SERIES A WARRANTS TO PURCHASE 1,000,000 SHARES OF COMMON STOCK
Under that certain prospectus, dated June 28, 2021 (the “Prospectus”), filed on June 29, 2021 pursuant to Rule 424(b)(5), as part of our registration statement on Form S-3 (File No. 333-252145) filed on January 15, 2021, under which Oblong, Inc. (the “Company”) registered its offering of (i) Series A Warrants (the “Warrants”) to purchase 1,000,000 shares of the Company’s common stock, par value $0.0001 per share (the “Common Stock”) issued by the Company pursuant to the Securities Purchase Agreement, dated June 28, 2021, that was entered into by the Company and each of the selling stockholders (the “Original Investors”) and (ii) 4,000,000 shares of Common Stock, including the 1,000,000 shares of Common Stock underlying the Warrants (the “Warrant Shares”).

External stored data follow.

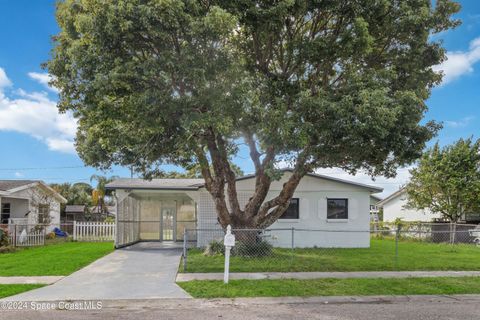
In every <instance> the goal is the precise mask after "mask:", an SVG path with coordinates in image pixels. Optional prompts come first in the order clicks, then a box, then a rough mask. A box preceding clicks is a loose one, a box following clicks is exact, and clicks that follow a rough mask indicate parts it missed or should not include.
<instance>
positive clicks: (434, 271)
mask: <svg viewBox="0 0 480 320" xmlns="http://www.w3.org/2000/svg"><path fill="white" fill-rule="evenodd" d="M479 276H480V271H358V272H258V273H248V272H245V273H243V272H238V273H230V279H232V280H240V279H245V280H261V279H323V278H335V279H346V278H427V277H479ZM192 280H223V273H179V274H178V275H177V282H185V281H192Z"/></svg>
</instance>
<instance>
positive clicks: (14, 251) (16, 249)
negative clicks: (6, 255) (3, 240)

This prospectus supplement modifies, supersedes and supplements certain information contained or incorporated by reference in the Prospectus. This prospectus supplement should be read in conjunction with the Prospectus, which is to be delivered with this prospectus supplement. If there is any inconsistency between the information in the Prospectus and this prospectus supplement, you should rely on the information in this prospectus supplement. This prospectus supplement is not complete without, and may only be delivered or utilized in connection with, the Prospectus, including any future amendments or supplements to it. You should read the entire Prospectus and any amendments or supplements carefully before you make an investment decision.

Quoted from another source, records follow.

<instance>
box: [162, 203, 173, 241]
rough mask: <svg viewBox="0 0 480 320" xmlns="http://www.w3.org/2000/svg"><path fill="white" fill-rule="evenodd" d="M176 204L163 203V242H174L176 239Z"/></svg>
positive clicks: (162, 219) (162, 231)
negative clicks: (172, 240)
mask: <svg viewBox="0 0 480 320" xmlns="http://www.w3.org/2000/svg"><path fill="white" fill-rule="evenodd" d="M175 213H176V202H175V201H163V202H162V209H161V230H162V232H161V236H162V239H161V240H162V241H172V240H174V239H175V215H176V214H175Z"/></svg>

Our Common Stock is listed on the Nasdaq Capital Market under the symbol “OBLG.” The last reported sale price of our Common Stock on April 21, 2023 was $2.57 per share.
Investing in our Common Stock involves a high degree of risk. Before deciding whether to invest in our securities, you should consider carefully the risks that we have described under the caption “Risk Factors” on page 2 of the Prospectus and in the documents incorporated by reference into the Prospectus and in any amendments or supplements to it.
Neither the Securities and Exchange Commission nor any state securities commission has approved or disapproved of these securities or passed upon the accuracy or adequacy of this prospectus supplement or the Prospectus. Any representation to the contrary is a criminal offense.
WARRANT REPRICE TRANSACTION
As disclosed in the Company’s Current Report on Form 8-K filed with the Securities and Exchange Commission on April 24, 2023 (the “Current Report”), the Company and certain of the Original Investors (the “Participants”) entered into separate warrant repricing letter agreements with the Company, dated as of April 18, 2023 (the “Reprice Letter Agreements”). Pursuant to the Reprice Letter Agreements, each Participant agreed with the Company to exercise their respective Warrants in a cash exercise and the Company agreed with each Participant to amend their respective Warrants to reduce the exercise price per Warrant Share to $1.71. Additionally, the Participants agreed not to sell, transfer or otherwise dispose of any Warrant Shares from April 18, 2023 and through and including April 24, 2023.
Other than the reduction in the per share exercise price for the above-described Warrants, all other terms and provisions of the Warrants remain unchanged. Since not all of the Original Investors participated in the repricing, such non-participating Original Investors’ Warrants will continue to have their exercise price as provided in their Warrants, which as of the date hereof and after adjustments thereof is $60.00. The Company expects to receive aggregate gross proceeds of approximately $113,573 in connection with the exercise of the Warrants.
This prospectus supplement is being filed to update the information in the Prospectus with the information summarized above and contained in the Current Report.
The date of this prospectus supplement is April 24, 2023.